Directly-participated Christianity

I have been struggling to find a term to express what I believe is needed in the modern West, here-and-now, for you and me; and the best I came up with was Spiritual Christianity, which I was never happy with since 'spiritual' is such a vague and multi-meaning kind of word.

(And a word that mostly refers to mostly-bad things, and things which are mostly-bad.)

Perhaps Direct Christianity is a better term?

What I am trying to express is that we need to be Christians (first and foremost) - and/ but we need to be Christians whose faith is based primarily upon what is directly-known.

There are two direct sources of knowledge: inspiration and intuition.

Inspiration is direct knowledge of God-without, of God as a separate Being. It is an old form of knowledge - for example Socrates describes very explicitly his inspiration by The God (his daemon, as it is sometimes called). Inspiration may come from prayer, meditation or simply arrive in the mind - the point being that inspiration is experienced as directly knowing the nature, motivations, wishes of God.

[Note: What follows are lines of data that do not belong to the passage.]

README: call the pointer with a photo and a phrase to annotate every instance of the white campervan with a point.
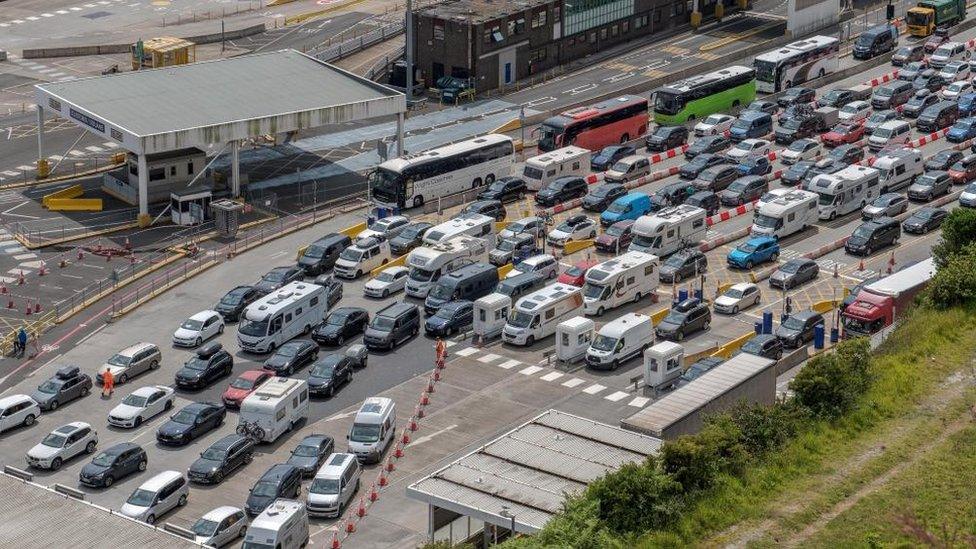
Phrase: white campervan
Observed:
(788, 214)
(536, 315)
(282, 525)
(623, 279)
(274, 409)
(281, 315)
(470, 224)
(373, 429)
(540, 170)
(899, 168)
(668, 230)
(620, 340)
(428, 263)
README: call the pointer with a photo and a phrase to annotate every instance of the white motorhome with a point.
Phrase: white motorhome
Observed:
(274, 409)
(362, 257)
(899, 168)
(788, 214)
(281, 315)
(668, 230)
(282, 525)
(373, 429)
(549, 166)
(428, 263)
(536, 315)
(845, 191)
(470, 224)
(623, 279)
(620, 340)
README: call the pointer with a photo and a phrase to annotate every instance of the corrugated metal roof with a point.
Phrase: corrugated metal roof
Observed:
(34, 517)
(685, 400)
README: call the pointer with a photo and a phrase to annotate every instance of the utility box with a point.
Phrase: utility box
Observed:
(573, 338)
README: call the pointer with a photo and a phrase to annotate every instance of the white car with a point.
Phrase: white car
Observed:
(855, 111)
(142, 404)
(801, 149)
(62, 444)
(198, 328)
(747, 148)
(390, 281)
(715, 124)
(737, 297)
(544, 264)
(577, 227)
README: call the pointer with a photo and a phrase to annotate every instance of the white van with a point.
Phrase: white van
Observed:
(362, 257)
(282, 525)
(157, 496)
(620, 280)
(373, 429)
(536, 315)
(899, 168)
(668, 230)
(334, 485)
(281, 315)
(540, 170)
(471, 224)
(620, 340)
(274, 409)
(788, 214)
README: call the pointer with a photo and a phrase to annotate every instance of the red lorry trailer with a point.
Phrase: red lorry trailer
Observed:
(879, 303)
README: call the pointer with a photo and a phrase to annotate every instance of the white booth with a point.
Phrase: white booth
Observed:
(663, 364)
(573, 338)
(490, 314)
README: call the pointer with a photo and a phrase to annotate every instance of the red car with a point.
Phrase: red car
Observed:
(843, 134)
(576, 274)
(244, 385)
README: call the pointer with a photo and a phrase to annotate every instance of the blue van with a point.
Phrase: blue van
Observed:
(628, 206)
(751, 124)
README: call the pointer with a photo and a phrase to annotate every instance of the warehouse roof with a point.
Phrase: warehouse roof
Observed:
(28, 512)
(531, 469)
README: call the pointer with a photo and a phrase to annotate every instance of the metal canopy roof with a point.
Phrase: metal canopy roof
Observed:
(531, 468)
(217, 101)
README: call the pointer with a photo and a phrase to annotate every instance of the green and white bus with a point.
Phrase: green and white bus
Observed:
(699, 96)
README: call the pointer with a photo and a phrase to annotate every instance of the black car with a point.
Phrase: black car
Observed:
(561, 190)
(452, 317)
(601, 196)
(491, 208)
(278, 277)
(664, 138)
(112, 464)
(409, 238)
(280, 481)
(329, 373)
(686, 263)
(764, 345)
(67, 384)
(210, 363)
(341, 325)
(506, 189)
(924, 220)
(233, 303)
(706, 144)
(795, 96)
(292, 356)
(193, 421)
(798, 329)
(221, 458)
(310, 453)
(608, 156)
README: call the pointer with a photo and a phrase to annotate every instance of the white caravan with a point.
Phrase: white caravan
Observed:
(281, 315)
(623, 279)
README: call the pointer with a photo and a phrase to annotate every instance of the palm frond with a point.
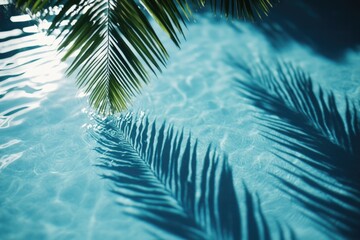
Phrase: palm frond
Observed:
(310, 123)
(159, 171)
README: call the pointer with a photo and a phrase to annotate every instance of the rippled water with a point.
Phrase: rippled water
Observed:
(49, 188)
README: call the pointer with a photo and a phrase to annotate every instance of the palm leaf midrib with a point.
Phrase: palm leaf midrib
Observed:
(167, 190)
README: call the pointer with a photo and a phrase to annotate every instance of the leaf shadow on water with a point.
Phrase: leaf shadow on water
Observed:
(158, 177)
(330, 28)
(308, 127)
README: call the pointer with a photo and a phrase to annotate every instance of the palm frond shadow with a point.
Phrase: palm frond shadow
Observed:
(115, 44)
(159, 172)
(29, 68)
(303, 121)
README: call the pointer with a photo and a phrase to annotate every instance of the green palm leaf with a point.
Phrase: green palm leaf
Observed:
(115, 44)
(159, 171)
(310, 123)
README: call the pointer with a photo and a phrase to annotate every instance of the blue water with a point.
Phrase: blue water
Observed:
(49, 186)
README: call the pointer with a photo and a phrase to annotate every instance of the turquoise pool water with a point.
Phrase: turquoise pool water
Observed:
(49, 186)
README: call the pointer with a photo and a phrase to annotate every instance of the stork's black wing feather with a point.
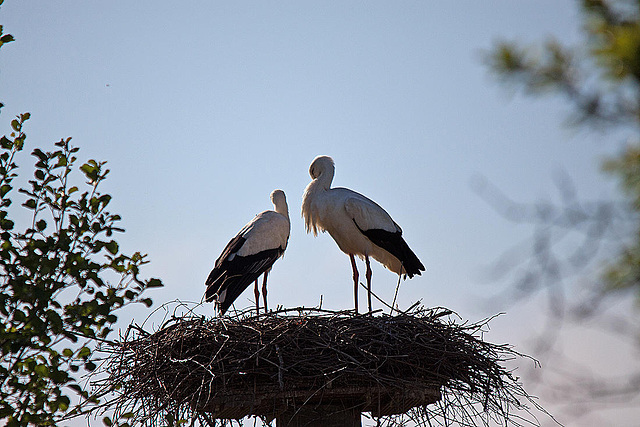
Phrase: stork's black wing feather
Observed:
(231, 277)
(393, 243)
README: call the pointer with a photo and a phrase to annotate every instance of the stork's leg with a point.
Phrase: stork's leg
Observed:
(368, 275)
(355, 280)
(256, 292)
(264, 290)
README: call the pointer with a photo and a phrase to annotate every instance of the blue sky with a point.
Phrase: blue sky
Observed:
(202, 108)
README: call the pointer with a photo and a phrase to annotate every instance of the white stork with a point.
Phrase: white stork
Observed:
(249, 254)
(357, 224)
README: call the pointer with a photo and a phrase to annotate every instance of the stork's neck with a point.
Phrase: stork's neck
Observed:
(282, 208)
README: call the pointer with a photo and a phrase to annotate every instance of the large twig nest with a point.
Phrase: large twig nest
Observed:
(232, 367)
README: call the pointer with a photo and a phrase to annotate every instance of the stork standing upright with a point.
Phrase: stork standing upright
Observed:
(357, 224)
(249, 254)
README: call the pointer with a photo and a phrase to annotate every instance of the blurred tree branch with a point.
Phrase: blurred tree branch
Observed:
(573, 239)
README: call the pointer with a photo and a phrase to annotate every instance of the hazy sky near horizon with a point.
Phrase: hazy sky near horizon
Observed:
(202, 108)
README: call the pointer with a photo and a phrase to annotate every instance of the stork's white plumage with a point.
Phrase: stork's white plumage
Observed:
(357, 224)
(249, 254)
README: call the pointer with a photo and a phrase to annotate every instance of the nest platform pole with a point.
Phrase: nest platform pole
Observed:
(332, 415)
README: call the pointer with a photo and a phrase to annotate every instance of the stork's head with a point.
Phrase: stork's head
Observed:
(320, 165)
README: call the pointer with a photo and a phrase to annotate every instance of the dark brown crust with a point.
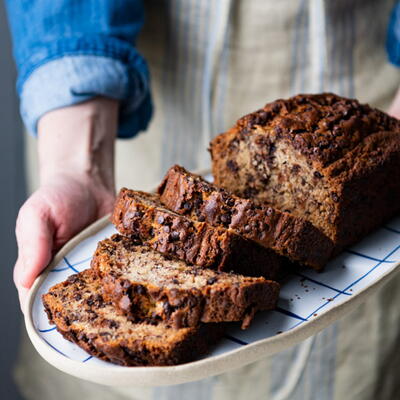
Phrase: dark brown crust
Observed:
(192, 343)
(217, 301)
(292, 237)
(196, 243)
(354, 147)
(324, 127)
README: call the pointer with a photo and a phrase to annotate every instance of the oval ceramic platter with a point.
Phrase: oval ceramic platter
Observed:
(309, 302)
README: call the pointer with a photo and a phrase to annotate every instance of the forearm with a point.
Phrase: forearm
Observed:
(79, 141)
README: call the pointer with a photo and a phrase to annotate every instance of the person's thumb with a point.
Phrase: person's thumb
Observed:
(34, 232)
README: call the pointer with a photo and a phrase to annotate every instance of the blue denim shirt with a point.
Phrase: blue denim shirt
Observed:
(68, 51)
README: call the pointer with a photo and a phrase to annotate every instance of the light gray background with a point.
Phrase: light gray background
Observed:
(12, 194)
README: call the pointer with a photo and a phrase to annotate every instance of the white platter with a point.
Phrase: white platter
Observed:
(308, 302)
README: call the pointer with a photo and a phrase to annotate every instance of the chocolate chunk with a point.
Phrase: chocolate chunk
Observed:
(318, 175)
(232, 165)
(187, 206)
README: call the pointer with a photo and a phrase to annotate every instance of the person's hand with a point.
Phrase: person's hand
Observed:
(76, 184)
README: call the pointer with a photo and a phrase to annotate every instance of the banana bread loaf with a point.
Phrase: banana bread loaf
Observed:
(77, 308)
(141, 215)
(325, 158)
(145, 285)
(290, 236)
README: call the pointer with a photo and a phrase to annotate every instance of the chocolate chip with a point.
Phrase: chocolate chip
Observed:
(167, 308)
(225, 219)
(318, 175)
(140, 289)
(73, 278)
(174, 236)
(230, 202)
(296, 168)
(113, 324)
(232, 165)
(77, 296)
(270, 211)
(187, 206)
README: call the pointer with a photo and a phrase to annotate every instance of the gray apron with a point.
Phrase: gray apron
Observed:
(212, 62)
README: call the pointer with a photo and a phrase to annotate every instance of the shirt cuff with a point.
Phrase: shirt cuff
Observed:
(73, 79)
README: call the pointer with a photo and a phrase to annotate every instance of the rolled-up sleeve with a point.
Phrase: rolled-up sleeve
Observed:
(70, 51)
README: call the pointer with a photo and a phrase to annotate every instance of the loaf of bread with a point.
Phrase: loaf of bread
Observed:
(145, 285)
(77, 308)
(141, 215)
(324, 158)
(293, 237)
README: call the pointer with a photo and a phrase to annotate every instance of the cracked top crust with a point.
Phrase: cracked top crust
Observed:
(323, 127)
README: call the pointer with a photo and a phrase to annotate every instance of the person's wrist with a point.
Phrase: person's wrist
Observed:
(79, 141)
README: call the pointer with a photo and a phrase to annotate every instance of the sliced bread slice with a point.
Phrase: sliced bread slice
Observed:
(141, 215)
(80, 313)
(145, 285)
(293, 237)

Intuition is direct knowledge of God-within, of God within-us - made possible because we are sons and daughters of God, therefore partly divine. Intuition is, I believe, a recent possibility - only possible since we became self-conscious in the modern way - and only made possible by means of the slow developmental-unfolding of the 'cosmic' work of Jesus Christ.

So, Direct Christianity would be something relatively new (only possible at all for a couple of hundred years, and only becoming widely possible more recently) - something that is active and a choice, something only possible by being able to know (consciously, explicitly) the true, divine self we all have-and-are.

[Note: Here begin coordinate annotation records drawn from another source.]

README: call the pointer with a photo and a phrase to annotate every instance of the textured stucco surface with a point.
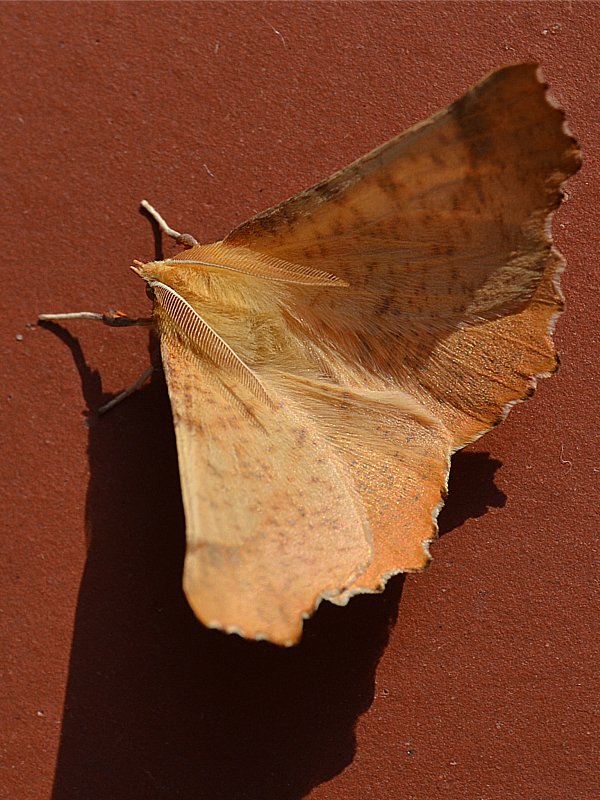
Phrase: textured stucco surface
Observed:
(475, 680)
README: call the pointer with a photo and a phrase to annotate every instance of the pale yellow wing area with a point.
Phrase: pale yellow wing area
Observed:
(398, 457)
(273, 522)
(443, 237)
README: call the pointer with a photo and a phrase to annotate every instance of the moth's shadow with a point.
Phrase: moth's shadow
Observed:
(159, 707)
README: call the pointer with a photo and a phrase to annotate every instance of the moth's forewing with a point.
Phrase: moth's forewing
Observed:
(443, 236)
(441, 321)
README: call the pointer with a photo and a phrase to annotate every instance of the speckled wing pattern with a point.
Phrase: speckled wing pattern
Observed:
(443, 234)
(442, 237)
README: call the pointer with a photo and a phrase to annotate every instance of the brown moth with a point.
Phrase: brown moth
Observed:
(328, 356)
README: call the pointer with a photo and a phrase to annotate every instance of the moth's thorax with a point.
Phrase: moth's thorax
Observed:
(242, 309)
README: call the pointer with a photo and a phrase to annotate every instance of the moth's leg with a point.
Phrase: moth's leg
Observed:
(185, 239)
(126, 392)
(114, 319)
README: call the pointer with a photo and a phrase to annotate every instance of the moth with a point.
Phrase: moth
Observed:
(326, 358)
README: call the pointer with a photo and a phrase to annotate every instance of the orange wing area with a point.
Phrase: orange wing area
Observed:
(443, 236)
(439, 320)
(273, 524)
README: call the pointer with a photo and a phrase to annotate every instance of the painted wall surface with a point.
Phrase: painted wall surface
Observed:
(475, 680)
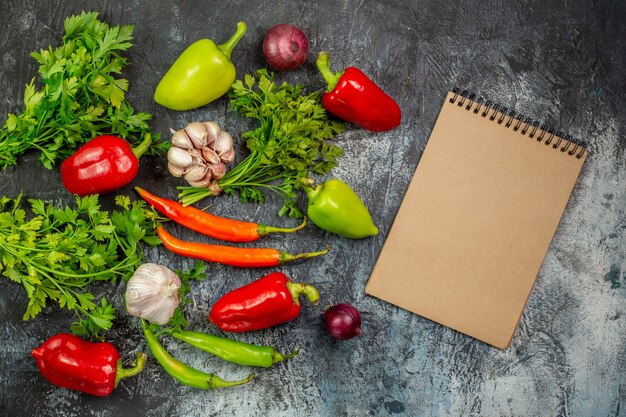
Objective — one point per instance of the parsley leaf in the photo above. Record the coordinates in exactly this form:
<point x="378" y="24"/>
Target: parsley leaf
<point x="57" y="252"/>
<point x="99" y="320"/>
<point x="290" y="143"/>
<point x="178" y="322"/>
<point x="81" y="96"/>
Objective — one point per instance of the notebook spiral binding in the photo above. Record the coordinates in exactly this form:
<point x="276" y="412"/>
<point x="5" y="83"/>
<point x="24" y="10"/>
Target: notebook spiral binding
<point x="519" y="123"/>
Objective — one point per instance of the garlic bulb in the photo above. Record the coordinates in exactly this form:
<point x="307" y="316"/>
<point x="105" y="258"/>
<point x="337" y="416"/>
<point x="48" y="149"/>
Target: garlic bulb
<point x="200" y="153"/>
<point x="152" y="293"/>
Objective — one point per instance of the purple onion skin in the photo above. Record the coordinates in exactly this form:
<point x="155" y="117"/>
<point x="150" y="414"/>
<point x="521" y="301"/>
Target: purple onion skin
<point x="285" y="47"/>
<point x="342" y="321"/>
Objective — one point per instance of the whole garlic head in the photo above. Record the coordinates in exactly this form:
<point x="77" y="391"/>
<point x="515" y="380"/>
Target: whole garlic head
<point x="200" y="153"/>
<point x="152" y="293"/>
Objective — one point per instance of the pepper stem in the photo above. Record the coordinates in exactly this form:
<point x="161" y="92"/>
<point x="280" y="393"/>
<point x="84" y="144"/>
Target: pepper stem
<point x="296" y="289"/>
<point x="278" y="357"/>
<point x="143" y="146"/>
<point x="323" y="65"/>
<point x="136" y="367"/>
<point x="264" y="229"/>
<point x="228" y="46"/>
<point x="289" y="257"/>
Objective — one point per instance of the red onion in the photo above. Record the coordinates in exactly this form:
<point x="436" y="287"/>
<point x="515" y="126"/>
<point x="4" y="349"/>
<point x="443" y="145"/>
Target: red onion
<point x="342" y="321"/>
<point x="285" y="47"/>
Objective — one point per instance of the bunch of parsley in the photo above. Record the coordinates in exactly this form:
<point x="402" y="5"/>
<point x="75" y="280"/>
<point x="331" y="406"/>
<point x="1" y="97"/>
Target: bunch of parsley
<point x="55" y="253"/>
<point x="291" y="142"/>
<point x="81" y="96"/>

For most people, attaining Direct Christianity can only be a goal, gradually and intermittently attained, and of variable strength and intensity. It provides us with the essential experience from which we can learn reality - this learning being a thing that happens at the level of eternal and universal reality (and not within our mortal brains or bodies).

Anyway, the idea is that Direct Christianity is now the primary form of Christianity, and indeed the only truly honest and viable form of Christianity - something which almost all serious Christians actually-do... but more-or-less unconsciously... And to do it un-consciously is not really to do it at all!

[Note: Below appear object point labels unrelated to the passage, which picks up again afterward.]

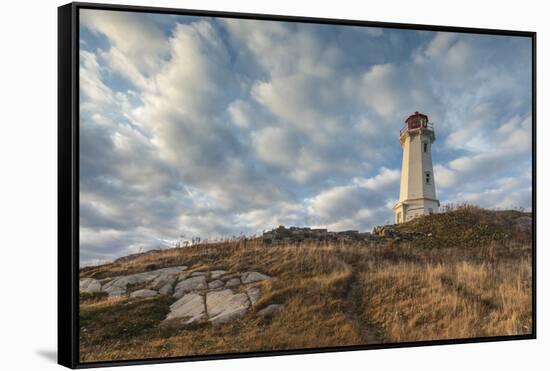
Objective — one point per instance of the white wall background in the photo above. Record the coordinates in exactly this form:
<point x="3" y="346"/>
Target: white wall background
<point x="28" y="155"/>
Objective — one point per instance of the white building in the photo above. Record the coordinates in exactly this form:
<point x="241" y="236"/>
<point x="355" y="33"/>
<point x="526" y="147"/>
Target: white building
<point x="417" y="194"/>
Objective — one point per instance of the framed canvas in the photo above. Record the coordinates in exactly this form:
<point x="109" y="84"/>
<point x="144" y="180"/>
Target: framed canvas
<point x="240" y="185"/>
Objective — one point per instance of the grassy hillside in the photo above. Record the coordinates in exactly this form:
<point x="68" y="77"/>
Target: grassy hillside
<point x="467" y="275"/>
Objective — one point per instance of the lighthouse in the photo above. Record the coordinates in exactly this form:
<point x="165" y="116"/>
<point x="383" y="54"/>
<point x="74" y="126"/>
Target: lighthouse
<point x="417" y="193"/>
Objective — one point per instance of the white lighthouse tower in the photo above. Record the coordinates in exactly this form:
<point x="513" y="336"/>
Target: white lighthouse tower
<point x="417" y="193"/>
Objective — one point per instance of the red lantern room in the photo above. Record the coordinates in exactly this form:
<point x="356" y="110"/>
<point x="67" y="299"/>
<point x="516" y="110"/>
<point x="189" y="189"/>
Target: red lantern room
<point x="415" y="123"/>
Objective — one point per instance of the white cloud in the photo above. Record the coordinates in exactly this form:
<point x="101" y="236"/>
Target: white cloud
<point x="213" y="128"/>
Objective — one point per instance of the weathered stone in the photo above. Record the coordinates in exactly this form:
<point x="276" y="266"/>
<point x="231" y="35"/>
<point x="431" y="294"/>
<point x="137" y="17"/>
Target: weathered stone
<point x="114" y="291"/>
<point x="144" y="293"/>
<point x="253" y="294"/>
<point x="233" y="282"/>
<point x="190" y="308"/>
<point x="249" y="277"/>
<point x="269" y="310"/>
<point x="166" y="275"/>
<point x="223" y="306"/>
<point x="217" y="274"/>
<point x="190" y="284"/>
<point x="154" y="279"/>
<point x="167" y="289"/>
<point x="89" y="285"/>
<point x="215" y="284"/>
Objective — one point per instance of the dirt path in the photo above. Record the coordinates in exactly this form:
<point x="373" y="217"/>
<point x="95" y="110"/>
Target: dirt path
<point x="354" y="310"/>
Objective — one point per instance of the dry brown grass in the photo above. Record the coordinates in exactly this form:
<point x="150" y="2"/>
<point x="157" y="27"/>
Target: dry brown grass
<point x="333" y="295"/>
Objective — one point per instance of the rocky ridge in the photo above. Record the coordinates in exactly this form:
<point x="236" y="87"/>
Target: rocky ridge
<point x="216" y="296"/>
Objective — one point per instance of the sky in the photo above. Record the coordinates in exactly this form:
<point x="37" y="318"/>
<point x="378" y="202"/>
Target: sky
<point x="213" y="128"/>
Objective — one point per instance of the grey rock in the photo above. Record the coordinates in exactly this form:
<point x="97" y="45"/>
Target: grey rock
<point x="167" y="289"/>
<point x="144" y="293"/>
<point x="217" y="274"/>
<point x="155" y="279"/>
<point x="115" y="291"/>
<point x="190" y="308"/>
<point x="233" y="282"/>
<point x="89" y="285"/>
<point x="215" y="284"/>
<point x="249" y="277"/>
<point x="190" y="284"/>
<point x="269" y="310"/>
<point x="225" y="305"/>
<point x="253" y="294"/>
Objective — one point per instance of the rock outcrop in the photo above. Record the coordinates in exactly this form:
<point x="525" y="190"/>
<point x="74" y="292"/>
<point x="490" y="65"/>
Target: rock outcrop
<point x="218" y="296"/>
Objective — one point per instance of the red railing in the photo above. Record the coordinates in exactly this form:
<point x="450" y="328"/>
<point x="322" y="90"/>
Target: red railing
<point x="407" y="127"/>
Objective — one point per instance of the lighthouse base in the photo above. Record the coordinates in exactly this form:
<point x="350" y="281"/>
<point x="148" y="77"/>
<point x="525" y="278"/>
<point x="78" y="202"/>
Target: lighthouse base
<point x="409" y="209"/>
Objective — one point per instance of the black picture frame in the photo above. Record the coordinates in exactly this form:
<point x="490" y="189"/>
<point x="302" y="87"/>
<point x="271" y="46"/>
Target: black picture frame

What I mean is that to be a serious Christian as a Westerner in The West and Now cannot be the passive and obedient, unconscious and childlike thing that it used to be some hundreds of years ago - and cannot means cannot. Those who think they can, are fooling themselves.

But anyway, we shouldn't want-to - we should want-to move forwards to something better, because more divine, more Christ-like.

Since it can be done - we ought to choose-to do it: but is must be chosen, cannot be compelled.


Note added: If you wonder why I suppose Direct Christianity is possible; one possible answer is that it is necessary. Here-and-now, with psychology, society and churches as they are, it is necessary that we have access to direct and personal forms of guidance - and preferably at least tow such, in case of errors. And because it is necessary, God has ensured it is available. 

Further note: In a simultaneous post, William Wildblood clarifies that (to use the terms above) Inspiration needs to come before Intuition.